The syncytium is a nurse attendant cell that is positioned inside the soybean roots by H. glycines. H. glycines’ survival depends on the development and maintenance of the syncytium. Under nematode stress conditions, resistant soybean cultivars confine the arrangement and advancement of syncytia through several mechanisms during the early phases of soybean–SCN interactions [49,50,51,52,53,54,55,56]. Nevertheless, the scopoletin-coating effect on suppressing the development of syncytia in susceptible soybean cultivars has been unclear. Scopoletin treatment slows down syncytium formation, leading to the inhibition of nematode development.

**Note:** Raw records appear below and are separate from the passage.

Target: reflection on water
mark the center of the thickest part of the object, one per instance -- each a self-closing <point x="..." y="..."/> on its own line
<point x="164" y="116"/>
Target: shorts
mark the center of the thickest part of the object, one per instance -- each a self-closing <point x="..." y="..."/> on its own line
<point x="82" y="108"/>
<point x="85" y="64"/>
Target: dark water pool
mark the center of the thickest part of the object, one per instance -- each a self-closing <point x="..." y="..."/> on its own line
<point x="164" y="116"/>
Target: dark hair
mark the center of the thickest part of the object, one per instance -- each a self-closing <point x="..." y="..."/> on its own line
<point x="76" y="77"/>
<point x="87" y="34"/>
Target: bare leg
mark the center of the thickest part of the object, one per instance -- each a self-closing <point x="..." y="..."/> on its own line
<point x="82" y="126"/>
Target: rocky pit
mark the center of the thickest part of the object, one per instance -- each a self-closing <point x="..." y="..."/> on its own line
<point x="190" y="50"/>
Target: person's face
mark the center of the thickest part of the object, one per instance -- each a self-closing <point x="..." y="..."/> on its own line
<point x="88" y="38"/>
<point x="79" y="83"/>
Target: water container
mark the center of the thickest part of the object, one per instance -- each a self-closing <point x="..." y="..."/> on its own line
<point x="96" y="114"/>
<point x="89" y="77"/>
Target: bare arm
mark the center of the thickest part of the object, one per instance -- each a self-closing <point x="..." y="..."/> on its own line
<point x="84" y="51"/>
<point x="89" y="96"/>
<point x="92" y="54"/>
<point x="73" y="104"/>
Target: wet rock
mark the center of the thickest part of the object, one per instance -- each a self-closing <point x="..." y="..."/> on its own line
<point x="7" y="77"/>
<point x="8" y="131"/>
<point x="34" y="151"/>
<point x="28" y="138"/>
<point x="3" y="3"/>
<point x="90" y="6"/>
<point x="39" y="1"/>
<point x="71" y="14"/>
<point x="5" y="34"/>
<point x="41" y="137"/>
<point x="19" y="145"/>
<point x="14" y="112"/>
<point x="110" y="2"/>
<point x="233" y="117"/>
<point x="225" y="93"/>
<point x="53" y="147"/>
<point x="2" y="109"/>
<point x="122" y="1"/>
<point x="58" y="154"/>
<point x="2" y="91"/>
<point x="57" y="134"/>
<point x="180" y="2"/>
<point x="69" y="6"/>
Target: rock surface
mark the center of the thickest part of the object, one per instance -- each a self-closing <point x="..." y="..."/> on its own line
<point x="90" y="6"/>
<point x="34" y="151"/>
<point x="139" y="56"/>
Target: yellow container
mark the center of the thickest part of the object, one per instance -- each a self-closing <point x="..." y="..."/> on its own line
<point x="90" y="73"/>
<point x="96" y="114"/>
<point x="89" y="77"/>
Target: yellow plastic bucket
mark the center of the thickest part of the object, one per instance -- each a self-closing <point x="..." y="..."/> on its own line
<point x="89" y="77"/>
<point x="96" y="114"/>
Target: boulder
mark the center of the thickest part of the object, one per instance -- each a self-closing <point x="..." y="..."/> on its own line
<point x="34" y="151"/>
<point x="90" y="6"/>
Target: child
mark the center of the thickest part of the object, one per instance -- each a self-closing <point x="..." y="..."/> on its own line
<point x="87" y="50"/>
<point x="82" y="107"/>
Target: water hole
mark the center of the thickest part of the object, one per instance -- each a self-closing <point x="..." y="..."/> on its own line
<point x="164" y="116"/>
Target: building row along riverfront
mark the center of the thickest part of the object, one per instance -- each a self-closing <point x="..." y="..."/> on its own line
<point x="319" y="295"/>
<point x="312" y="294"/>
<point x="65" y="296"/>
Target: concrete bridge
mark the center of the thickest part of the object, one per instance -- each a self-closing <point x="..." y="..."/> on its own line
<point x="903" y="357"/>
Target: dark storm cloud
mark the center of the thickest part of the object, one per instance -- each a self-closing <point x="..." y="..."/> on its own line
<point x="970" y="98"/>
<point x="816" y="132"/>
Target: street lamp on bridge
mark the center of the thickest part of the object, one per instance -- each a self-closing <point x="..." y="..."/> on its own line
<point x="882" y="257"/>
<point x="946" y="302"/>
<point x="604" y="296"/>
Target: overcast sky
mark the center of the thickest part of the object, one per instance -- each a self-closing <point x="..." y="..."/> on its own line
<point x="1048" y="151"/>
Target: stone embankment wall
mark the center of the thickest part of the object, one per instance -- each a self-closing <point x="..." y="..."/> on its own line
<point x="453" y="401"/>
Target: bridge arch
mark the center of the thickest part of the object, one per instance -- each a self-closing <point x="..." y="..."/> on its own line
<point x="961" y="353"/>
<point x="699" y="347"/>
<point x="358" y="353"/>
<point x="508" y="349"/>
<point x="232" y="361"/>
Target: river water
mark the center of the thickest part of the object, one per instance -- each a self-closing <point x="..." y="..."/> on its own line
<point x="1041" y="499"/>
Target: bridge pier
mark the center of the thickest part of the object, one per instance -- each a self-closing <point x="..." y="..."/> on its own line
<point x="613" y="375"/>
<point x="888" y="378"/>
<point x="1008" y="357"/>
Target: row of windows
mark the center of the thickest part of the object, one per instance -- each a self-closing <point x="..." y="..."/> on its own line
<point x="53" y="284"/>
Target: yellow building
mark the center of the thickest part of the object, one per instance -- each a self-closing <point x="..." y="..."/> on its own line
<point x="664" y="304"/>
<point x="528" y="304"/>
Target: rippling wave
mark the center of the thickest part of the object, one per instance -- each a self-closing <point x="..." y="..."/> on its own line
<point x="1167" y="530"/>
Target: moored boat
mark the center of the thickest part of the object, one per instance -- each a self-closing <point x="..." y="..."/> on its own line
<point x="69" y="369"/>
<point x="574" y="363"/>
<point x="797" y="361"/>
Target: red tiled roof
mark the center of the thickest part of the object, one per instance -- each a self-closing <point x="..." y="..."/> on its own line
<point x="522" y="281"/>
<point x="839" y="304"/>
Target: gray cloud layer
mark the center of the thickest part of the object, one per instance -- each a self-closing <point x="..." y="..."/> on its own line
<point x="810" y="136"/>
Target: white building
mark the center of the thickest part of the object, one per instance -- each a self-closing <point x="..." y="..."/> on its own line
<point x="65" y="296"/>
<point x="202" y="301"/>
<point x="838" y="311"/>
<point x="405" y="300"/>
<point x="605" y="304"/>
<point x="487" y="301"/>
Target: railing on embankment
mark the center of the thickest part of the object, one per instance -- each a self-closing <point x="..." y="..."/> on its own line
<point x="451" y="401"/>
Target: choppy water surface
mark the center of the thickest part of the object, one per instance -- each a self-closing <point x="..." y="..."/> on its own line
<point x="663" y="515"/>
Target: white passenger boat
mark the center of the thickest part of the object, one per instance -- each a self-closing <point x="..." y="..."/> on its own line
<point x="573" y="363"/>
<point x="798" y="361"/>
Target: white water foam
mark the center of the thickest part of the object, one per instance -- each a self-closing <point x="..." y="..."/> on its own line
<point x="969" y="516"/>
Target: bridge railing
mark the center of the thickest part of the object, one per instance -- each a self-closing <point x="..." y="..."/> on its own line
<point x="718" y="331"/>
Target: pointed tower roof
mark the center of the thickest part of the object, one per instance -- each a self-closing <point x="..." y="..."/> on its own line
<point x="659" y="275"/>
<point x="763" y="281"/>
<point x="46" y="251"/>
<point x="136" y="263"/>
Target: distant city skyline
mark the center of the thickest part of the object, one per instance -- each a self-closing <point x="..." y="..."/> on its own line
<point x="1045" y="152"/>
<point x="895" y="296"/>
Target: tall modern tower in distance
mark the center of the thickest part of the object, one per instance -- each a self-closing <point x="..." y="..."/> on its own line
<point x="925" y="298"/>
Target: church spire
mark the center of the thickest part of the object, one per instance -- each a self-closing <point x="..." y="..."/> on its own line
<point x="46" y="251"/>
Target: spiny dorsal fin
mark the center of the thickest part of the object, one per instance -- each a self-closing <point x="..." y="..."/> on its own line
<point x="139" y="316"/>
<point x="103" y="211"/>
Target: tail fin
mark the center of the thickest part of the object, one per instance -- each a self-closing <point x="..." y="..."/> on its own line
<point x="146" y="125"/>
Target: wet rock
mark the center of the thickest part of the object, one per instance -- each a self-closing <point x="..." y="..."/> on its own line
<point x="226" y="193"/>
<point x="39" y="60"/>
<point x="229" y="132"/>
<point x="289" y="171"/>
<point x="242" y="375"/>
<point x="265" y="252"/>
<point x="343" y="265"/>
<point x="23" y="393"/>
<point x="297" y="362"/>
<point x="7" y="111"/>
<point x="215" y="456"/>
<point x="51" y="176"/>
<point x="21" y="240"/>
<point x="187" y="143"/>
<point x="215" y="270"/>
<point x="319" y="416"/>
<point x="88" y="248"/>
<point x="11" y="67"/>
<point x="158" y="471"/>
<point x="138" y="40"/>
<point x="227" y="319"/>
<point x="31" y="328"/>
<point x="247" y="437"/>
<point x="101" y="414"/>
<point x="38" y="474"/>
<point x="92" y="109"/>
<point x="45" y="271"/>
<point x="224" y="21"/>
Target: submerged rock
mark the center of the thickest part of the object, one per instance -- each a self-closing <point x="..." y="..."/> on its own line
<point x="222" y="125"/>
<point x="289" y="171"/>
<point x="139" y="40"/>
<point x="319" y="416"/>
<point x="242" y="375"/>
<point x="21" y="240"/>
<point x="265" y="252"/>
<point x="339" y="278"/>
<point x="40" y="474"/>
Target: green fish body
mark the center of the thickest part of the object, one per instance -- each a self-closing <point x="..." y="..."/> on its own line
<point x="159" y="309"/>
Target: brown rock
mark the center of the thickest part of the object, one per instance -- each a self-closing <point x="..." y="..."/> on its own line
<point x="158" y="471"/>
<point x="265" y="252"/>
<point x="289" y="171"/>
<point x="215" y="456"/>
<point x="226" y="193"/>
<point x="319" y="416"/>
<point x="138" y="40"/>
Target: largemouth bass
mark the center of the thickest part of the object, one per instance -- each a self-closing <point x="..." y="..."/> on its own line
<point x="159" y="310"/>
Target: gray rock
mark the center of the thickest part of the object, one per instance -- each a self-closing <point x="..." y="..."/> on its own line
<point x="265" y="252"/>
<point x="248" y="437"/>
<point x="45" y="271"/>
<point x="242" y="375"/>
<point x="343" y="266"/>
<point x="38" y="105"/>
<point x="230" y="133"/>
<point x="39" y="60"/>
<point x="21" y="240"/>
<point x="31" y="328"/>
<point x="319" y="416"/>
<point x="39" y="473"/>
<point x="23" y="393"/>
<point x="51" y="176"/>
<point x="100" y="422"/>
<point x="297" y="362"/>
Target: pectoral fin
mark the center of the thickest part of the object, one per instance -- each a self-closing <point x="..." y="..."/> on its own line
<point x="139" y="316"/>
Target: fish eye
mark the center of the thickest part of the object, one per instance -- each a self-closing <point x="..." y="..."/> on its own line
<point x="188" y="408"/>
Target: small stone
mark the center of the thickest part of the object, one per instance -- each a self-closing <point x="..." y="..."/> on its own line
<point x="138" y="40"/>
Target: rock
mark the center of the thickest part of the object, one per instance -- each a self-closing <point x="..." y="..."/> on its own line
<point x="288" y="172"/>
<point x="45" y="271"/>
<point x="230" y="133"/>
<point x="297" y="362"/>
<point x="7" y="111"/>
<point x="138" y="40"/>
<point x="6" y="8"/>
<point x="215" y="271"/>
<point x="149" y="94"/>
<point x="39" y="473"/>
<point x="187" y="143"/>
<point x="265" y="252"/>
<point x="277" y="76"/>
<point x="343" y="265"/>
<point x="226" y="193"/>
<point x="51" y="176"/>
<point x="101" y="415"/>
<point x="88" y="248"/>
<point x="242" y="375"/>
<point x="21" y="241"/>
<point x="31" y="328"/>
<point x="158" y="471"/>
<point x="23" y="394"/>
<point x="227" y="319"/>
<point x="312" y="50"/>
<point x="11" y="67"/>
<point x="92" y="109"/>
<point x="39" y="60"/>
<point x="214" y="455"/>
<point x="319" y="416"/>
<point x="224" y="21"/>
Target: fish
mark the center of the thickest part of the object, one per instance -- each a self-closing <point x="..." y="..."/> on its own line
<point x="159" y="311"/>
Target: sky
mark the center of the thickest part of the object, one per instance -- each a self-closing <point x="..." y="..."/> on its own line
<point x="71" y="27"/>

To summarise, both field and pot experiments in this study indicated that soybean seeds treated with scoploletin, obtained from the Snef1650 fermentation broth, exhibited remarkably decreased numbers of H. glycines juveniles and cysts. Scopoletin decreased nematode development in roots and reduced J2 activity in vitro. Additionally, scopoletin significantly promoted the growth of soybean. These results indicate that scopoletin from Penicillium janthinellum Snef1650 has the potential for controlling H. glycines infection.

4. Materials and Methods

4.1. Fungal Strain and Culture Conditions

Snef1650 (Penicillium janthinellum) was chosen from 4600 fungal strains detached from rhizosphere soil test samples, harvested from various regions of China, because of its ability to inhibit H. glycines. Snef1650 was obtained from Northern Nematode Research Institute (NINC), Shenyang Agricultural University, China (CGMCC No. 10487; Patent No.: CN201510607223.9 and CN201810553440.8). Snef1650 was cultured in potato dextrose agar (PDA) at 25 °C for 7 days to prepare the seed-coating agent. The Snef1650 culture plates were punched using a 5-mm diameter punch, and the strain was inoculated into a 50-mL flask for performing a sterilisation test. In an Erlenmeyer flask of liquid fermentation medium, the culture was kept in a shaker incubator (120 rpm) at 25 °C for 8 days. The cultured fermentation broth was filtered through a qualitative filter paper to remove the dense mycelium and then placed in a refrigerator at 4 °C for future use.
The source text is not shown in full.